If you run a website and accept payments via that same web property, a time will come soon (if it hasn't already) when cryptocurrency should be on your radar. It has come a long way since it was first introduced in 2008 (pdf).
You're probably familiar with Bitcoin and the concept of digital currency. Maybe you find the idea interesting, but are not enamored with its potential. That is how I felt about bitcoin and similar concepts before I attended Keynote 2015 in Los Angeles, California earlier this month.
Prior to the event, I turned to terms like "digital currency" or the less accurate "virtual currency" to discuss Bitcoin. The event introduced me to a more accurate term — cryptocurrency.
So what is cryptocurrency (also sometimes referred to as “block chain”)?
Essentially, it is a virtual digital form of currency that is highly encrypted and very trackable. While it's still early days in terms of its existence and use in real transactions, a range of companies are already working to establish the infrastructure, standards and processes needed to integrate it into our worldwide economy.
With cryptocurrency poised to make major waves across industries if accepted as a universal monetary standard, it pays to know more about it. What follows are a few interesting takeaways from the daylong event.
Banks Are Not Interested (Yet)
Several presenters noted that banks are generally disinterested in digital currency at this time. This makes sense — banks focus on borrowing and lending actual currency, and their current systems can't accommodate cryptocurrency.
That said, it was pretty clear that banks will need to get on board sooner or later. The lack of critical mass of adoption and structure around systems and regulations will buy major banks some more time for now, but they won't be able to ignore this trend indefinitely. Most of the presenters see bitcoin not as a replacement for existing payment methods, but something that can meld with or improve existing systems.
One of the biggest concerns about bitcoins and cryptocurrency as a whole relates to distrust, or questions of security risk.
In reality, cryptocurrency is at worst as insecure as credit cards, which, given the right circumstances, are more secure than you might think. According to Silvio Tavares, CEO of Cardlinx, only 10 percent of all credit card transactions are via e-commerce, while 50 percent of all credit card fraud is via e-commerce.
In other words, credit cards are remarkably safe and secure if you remove the Internet from the equation.
Now add in that Cryptocurrency is fully encrypted and trackable, and it may actually be more secure than credit cards. After the conference, I learned that you can even trade bitcoins on public markets since May 2015, via a trust (ticker: GBTC).
How and when can cryptocurrency be used? Karla Friede, CEO of Nvoicepay, covered a wide range of potential use cases.
Some of the uses included investing, online purchases, lending and payroll.

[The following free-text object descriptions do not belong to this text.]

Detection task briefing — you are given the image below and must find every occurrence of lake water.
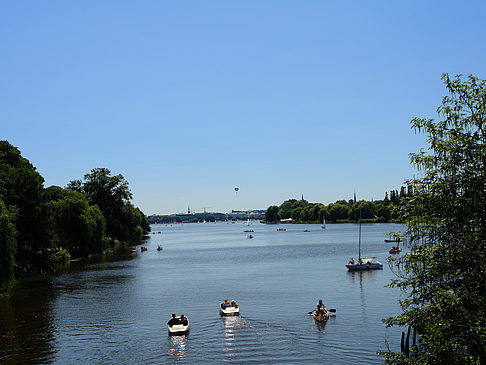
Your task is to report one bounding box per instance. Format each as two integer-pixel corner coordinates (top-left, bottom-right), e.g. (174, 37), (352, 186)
(0, 222), (406, 364)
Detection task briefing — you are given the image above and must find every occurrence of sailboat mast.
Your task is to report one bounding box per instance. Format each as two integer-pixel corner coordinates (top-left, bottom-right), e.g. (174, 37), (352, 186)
(358, 205), (362, 260)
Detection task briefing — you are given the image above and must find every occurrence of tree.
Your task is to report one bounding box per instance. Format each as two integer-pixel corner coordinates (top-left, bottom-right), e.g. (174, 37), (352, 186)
(0, 141), (47, 277)
(68, 168), (150, 241)
(265, 205), (279, 222)
(49, 191), (106, 257)
(327, 203), (349, 222)
(0, 199), (16, 289)
(291, 207), (302, 221)
(348, 201), (376, 221)
(382, 74), (486, 364)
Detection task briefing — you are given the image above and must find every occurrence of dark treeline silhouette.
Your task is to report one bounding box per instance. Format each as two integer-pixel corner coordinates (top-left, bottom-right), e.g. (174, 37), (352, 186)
(0, 141), (150, 291)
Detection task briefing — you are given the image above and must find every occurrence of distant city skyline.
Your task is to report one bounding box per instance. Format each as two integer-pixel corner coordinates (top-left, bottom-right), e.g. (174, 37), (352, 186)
(2, 1), (485, 215)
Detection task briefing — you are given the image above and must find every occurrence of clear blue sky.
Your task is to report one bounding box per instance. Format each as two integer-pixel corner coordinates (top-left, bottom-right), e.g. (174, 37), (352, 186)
(2, 1), (485, 215)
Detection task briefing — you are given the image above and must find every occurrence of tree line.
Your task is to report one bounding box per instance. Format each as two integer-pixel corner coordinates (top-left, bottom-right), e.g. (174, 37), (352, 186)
(0, 141), (150, 291)
(264, 189), (413, 224)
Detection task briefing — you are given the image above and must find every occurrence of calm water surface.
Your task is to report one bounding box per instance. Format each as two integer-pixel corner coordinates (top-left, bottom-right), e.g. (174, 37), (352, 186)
(1, 223), (406, 364)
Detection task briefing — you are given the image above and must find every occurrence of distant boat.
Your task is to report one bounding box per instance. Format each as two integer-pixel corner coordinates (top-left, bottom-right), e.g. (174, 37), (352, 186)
(384, 233), (400, 243)
(168, 315), (189, 335)
(277, 228), (286, 231)
(246, 217), (251, 226)
(321, 215), (326, 229)
(220, 300), (240, 316)
(389, 246), (401, 254)
(346, 205), (383, 271)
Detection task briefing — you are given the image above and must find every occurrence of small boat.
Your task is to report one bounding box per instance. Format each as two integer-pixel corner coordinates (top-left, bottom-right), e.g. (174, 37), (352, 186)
(321, 215), (326, 229)
(243, 229), (254, 233)
(304, 229), (310, 232)
(168, 315), (189, 335)
(312, 309), (329, 322)
(141, 246), (147, 252)
(247, 234), (253, 239)
(346, 205), (383, 271)
(157, 245), (163, 251)
(129, 247), (137, 254)
(389, 246), (401, 254)
(220, 301), (240, 316)
(277, 228), (286, 231)
(384, 233), (400, 243)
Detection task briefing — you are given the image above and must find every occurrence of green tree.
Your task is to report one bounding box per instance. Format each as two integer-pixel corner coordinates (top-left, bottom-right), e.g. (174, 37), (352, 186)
(265, 205), (279, 222)
(279, 199), (297, 219)
(68, 168), (150, 241)
(327, 203), (349, 222)
(382, 74), (486, 364)
(0, 199), (16, 289)
(49, 191), (106, 257)
(0, 141), (47, 277)
(348, 201), (376, 221)
(291, 207), (302, 221)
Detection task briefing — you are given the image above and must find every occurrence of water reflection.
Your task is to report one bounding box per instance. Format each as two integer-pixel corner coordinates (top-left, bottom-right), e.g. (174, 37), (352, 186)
(347, 270), (380, 325)
(314, 319), (327, 331)
(167, 334), (188, 361)
(0, 278), (56, 363)
(222, 315), (243, 348)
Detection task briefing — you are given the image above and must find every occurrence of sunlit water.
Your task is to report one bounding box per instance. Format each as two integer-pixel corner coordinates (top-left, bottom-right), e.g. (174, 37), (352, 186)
(1, 222), (407, 364)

The biggest use case, however, was for cross-border payments / global business.
Think of bitcoins as a universal, open network of currency exchange capabilities. Imagine if we all spoke a common language that allowed us to communicate on the same terms. Cryptocurrency can serve a similar role for business.

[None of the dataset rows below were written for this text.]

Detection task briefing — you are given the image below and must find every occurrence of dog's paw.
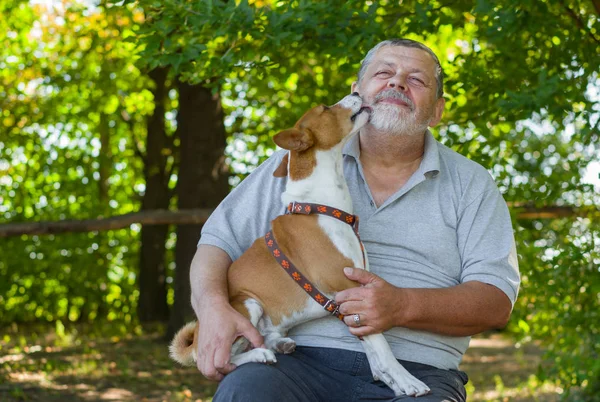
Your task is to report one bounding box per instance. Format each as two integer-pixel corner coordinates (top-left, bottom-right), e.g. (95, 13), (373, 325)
(375, 368), (430, 397)
(230, 348), (277, 366)
(390, 377), (430, 397)
(254, 348), (277, 364)
(273, 338), (296, 354)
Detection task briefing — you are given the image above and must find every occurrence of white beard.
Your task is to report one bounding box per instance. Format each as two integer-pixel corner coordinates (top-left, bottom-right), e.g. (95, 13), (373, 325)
(369, 103), (430, 136)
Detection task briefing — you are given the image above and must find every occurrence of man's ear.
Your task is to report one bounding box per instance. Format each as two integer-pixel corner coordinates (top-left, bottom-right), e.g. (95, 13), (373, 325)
(273, 128), (313, 152)
(273, 152), (289, 177)
(428, 97), (446, 127)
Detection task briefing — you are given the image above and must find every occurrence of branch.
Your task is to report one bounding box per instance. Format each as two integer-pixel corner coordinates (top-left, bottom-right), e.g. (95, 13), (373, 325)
(1, 205), (597, 238)
(559, 0), (600, 45)
(509, 204), (598, 220)
(592, 0), (600, 16)
(0, 209), (212, 238)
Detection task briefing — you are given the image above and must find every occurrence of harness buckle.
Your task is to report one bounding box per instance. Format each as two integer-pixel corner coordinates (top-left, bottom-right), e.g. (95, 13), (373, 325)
(287, 201), (297, 215)
(323, 299), (340, 316)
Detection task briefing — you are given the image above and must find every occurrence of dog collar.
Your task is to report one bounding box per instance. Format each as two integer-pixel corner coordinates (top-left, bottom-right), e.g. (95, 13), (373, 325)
(264, 202), (366, 320)
(285, 202), (366, 269)
(286, 202), (359, 233)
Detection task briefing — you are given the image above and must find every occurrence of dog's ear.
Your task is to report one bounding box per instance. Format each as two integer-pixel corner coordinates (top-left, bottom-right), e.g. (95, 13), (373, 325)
(273, 152), (289, 177)
(273, 128), (313, 152)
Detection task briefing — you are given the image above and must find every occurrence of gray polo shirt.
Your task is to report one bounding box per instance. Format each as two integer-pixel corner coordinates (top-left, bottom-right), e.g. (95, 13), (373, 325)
(199, 131), (520, 370)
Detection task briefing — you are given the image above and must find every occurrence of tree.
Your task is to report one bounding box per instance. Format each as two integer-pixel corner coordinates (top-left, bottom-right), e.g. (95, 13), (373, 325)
(131, 0), (600, 397)
(167, 82), (229, 337)
(137, 66), (172, 323)
(1, 0), (598, 398)
(0, 0), (149, 326)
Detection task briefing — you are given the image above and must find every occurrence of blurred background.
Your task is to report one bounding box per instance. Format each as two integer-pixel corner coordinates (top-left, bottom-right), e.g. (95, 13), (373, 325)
(0, 0), (599, 400)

Global transactions come with some pain points for enterprises: speed of payment, visibility into the process and transaction fees. A universal payment method with encryption and full tracking capabilities could potentially fix these pain points. But with existing accounting practices so hardened, it will require a significant disruption to adjust processes to accommodate cryptocurrency.
Transformation of How We Pay
Money has changed. It used to be you'd go to a physical store and spend cash or use credit cards on the spot. Now options like micro-transactions, purchases within applications and merging of mobile technologies exist with nearly every purchase type.
A whole range of apps now merge payment, mobile and their application in unique ways. As this convergence becomes more and more important, alternative currency strategies like bitcoin will find a home where legacy systems cannot.
Further Regulations Necessary
For critical mass of adoption to happen, we need to build much more structure around cryptocurrency.
Keynote 2015 Regulation Panel: l-r moderator Veronica McGregor, Brian Klein, Marco Santori, Hemmy So, Thaer Sabri
At the root of that structure is regulation, which is a very complex situation when considering the cross-border implications of digital currency. The complexity cannot be understated — a panel of legal experts at the conference made comparisons to the range of legal battles facing newcomers like Uber and Airbnb. Since their models overlap multiple industry types, they have to negotiate the terms of how their new models do and do not align with legacy industry standards (i.e. taxicabs and hotels). Cryptocurrency faces many of the same issues.
Once a skeptic, I am now a strong believer that cryptocurrency / block chain / bitcoin is here to stay. It holds the potential to tear down economic borders and build processes that will make international trade more efficient and secure.
It will be exciting to watch as organizations build the structure around this new type of money. It may be the closest we come to a universal currency in our lifetimes, and is a huge step forward compared to the centuries-old systems currently in place.